Genjot Pajak Sarang Walet, Pemkab Upayakan Kerjasama dengan Barantan

Kamis, 10 Januari 2019. Waktu baca 1 menit 13 detik.
image
Genjot Pajak Sarang Walet, Pemkab Upayakan Kerjasama dengan Barantan

MERANTI - Produksi sarang walet di wilayah Kepulauan Meranti mencapai 2,5 ton per bulan. Sayangnya, penerimaan pajak dari sektor tersebut masih sedikit. Jumlahnya bahkan kurang dari 1 ton per tahun.

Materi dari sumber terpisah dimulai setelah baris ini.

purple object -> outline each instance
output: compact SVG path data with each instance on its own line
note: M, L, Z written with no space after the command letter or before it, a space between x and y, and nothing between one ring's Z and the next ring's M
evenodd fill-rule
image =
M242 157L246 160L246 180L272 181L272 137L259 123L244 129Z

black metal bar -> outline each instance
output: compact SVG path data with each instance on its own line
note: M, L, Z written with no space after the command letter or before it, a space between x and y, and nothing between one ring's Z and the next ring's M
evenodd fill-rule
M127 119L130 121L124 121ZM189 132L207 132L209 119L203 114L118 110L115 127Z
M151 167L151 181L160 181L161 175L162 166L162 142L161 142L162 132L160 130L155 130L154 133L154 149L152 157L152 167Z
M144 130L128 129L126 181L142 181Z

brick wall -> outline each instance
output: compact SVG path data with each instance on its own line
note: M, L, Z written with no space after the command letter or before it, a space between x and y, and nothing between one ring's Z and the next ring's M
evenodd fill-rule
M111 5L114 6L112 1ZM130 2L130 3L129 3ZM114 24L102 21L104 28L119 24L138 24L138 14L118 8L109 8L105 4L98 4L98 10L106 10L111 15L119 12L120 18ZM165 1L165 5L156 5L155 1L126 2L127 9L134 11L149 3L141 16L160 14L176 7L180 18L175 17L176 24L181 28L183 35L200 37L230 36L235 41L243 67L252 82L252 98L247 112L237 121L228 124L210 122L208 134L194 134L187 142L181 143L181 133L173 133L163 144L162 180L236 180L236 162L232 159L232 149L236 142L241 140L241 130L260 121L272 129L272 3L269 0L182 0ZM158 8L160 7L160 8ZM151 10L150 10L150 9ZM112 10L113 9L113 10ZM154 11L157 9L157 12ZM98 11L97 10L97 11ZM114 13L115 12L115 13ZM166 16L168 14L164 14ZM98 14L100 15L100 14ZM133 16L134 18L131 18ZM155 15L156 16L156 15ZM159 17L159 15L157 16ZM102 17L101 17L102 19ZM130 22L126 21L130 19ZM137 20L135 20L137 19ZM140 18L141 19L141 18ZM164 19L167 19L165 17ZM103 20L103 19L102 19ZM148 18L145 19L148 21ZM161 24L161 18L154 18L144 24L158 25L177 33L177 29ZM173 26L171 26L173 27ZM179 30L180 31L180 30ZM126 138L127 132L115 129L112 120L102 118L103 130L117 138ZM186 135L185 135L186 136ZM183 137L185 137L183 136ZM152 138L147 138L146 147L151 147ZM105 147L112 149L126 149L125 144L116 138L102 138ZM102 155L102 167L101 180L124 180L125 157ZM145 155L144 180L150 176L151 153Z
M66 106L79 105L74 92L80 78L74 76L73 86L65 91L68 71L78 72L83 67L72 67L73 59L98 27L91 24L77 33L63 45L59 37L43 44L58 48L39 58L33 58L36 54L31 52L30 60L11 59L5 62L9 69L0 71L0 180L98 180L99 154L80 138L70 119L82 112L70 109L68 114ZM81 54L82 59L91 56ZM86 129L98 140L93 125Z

"Kami masih menggunakan pola pengakuan dari pengusaha walet dan itu tidak bisa jadi patokan. Data yang kami terima dari Barantan (Badan Karantina Pertanian), produksi sarang walet jauh lebih besar dari pengakuan pengusaha kepada kami," ujar Kepala Badan Pengelolaan Pajak dan Retribusi Daerah (BPPRD) Kabupaten Kepulauan Meranti, Ery Suhairi, Selasa (8/1/19) siang.

Diungkapkan Ery, penerimaan pajak walet sepanjang 2018 sebesar Rp 598,480,525,- dengan target yang ditetapkan sebesar 750,000,000,- atau setara 79,80 persen.

"Jika setiap kilogram harga jualnya tidak kurang Rp 9 juta, dengan potongam pajak 7,5 persen, artinya sepanjang tahun 2018 hanya 798 kg saja. Sementara dari Barantan perbulan sertifikat walet yang dikeluarkan kurang lebih sekitar 2,5 ton," ujarnya.

Menyikapi hal tersebut, BPPRD berniat menjalin kerjasama dengan Barantan. Minimal setiap sarang walet yang sertifikatnya dikeluarkan oleh Barantan sinkron dengan penerimaan pajak yang diterima oleh daerah.

Dan lebih efektif lagi, menurut Ery, jika pengusaha wajib menunjukkan bukti pembayaran pajak saat hendak mengurus penerbitan sertifikat asal barang di Barantan.

"Akan sangat efektif bila seperti itu," tambahnya.

Selain itu, Ery juga akan mengusulkan penempatan petugasnya di Barantan untuk memantau pergerakan dan jumlah sarang walet yang keluar dari Meranti.

"Kerjasama itu sudah ada titik terang. Saat ini surat kerjasama yang kami ke kirim ke Barantan Pusat telah di balas. Dalam waktu dekat kami akan ke Barantan Pusat mendudukkan pola kerja sama yang akan kami tawarkan," ujarnya.(Humas/003).